Nottingham is but one of the cities which adjoin the Peak District, but one from which there are natural lines of entry by some of the most charming valleys. Certainly the members of the University of Nottingham have long shown a particular interest in the area—since well before the University College became the University—and it is thus especially appropriate that Professor K. C. Edwards should head a team of his colleagues and friends to act as principal author as well as editor of this composite volume. As Professor of Geography he has spent most of his academic life at Nottingham and, as the pages of that successful journal The East Midland Geographer show clearly, he has done much to encourage the scientific study of the surrounding area, including the Peak District. In this he carries on the tradition established by the octogenarian Professor Emeritus of Geology, the author of the volume on Fossils in the New Naturalist Library, Professor H. H. Swinnerton, who now contributes two of the basic chapters in the present volume.

Four main rock types dominate the Peak District—coarse sandstones or “grits”, shales, massive limestones and, less conspicuous, the old volcanic rocks locally known as toad stones. It so happens that these rock types offer very different resistance to the forces of nature and so The Peak has become a region of sharp contrasts—from the intimate wooded dales to the windswept, boggy moorland heights. The habitats afforded are correspondingly rich and varied and so naturally are both plant and animal life and the response of man as farmer. Mineral wealth has added to the variety of man’s responses, so that in addition to its other attractions the Peak District exhibits fascinating fragments of the story of man’s occupation of the area from prehistoric times to the present.

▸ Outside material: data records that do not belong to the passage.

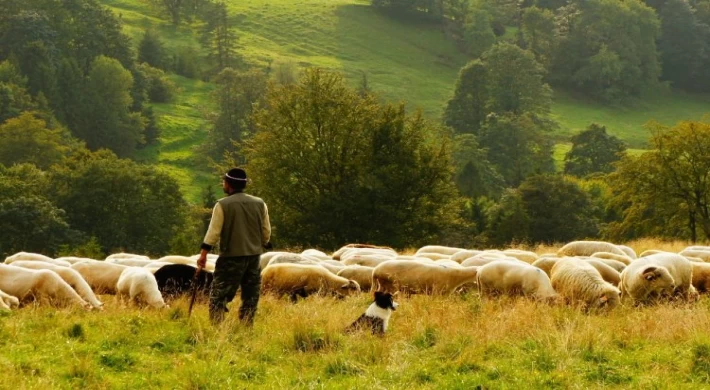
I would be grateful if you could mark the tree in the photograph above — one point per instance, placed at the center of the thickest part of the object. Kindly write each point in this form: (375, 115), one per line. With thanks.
(466, 110)
(538, 29)
(593, 150)
(26, 139)
(559, 210)
(151, 51)
(340, 167)
(106, 121)
(478, 34)
(237, 97)
(124, 205)
(669, 185)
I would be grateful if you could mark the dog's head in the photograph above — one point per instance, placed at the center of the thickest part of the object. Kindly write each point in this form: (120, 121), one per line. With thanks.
(385, 300)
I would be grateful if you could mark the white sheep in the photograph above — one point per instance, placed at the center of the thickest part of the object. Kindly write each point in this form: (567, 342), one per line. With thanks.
(26, 283)
(608, 273)
(612, 256)
(587, 248)
(579, 282)
(101, 276)
(442, 250)
(69, 275)
(679, 268)
(140, 285)
(304, 280)
(126, 256)
(644, 280)
(362, 275)
(515, 278)
(25, 256)
(414, 276)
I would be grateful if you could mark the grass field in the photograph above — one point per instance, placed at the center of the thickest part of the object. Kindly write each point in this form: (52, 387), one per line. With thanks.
(404, 60)
(455, 342)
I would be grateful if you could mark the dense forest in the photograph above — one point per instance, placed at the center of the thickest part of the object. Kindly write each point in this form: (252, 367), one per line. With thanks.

A region of such difficult relief has long offered a challenge to man—in selecting sites for his settlements, in finding routes for his roads and railways, in utilising the varied scattered resources. Each of these aspects is taken up in turn and we are led to see clearly the competing claims on Peak District land—for farming, grazing, forestry, water supply, recreations, sport, nature conservation and others—and how the solution may lie in the careful application of the principles of multiple use within the framework of a National Park administration.

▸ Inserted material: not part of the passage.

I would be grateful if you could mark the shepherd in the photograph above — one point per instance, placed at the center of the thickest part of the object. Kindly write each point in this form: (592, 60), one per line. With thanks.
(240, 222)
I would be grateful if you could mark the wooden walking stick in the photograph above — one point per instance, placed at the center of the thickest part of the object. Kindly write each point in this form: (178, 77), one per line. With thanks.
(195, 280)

Although with the names of K. C. Edwards and H. H. Swinnerton only that of the botanist R. H. Hall appears on the title page, Professor Edwards has been able to incorporate observations by many workers in many fields, and the resulting volume is one which we are confident will have a very wide appeal. As his long association with the Ramblers’ Federation, the Youth Hostels Association and many field bodies will show, Professor Edwards believes the way to see and know The Peak is on foot. His book has thus a special appeal to the legions of ramblers who use the National Park every week-end, winter and summer alike.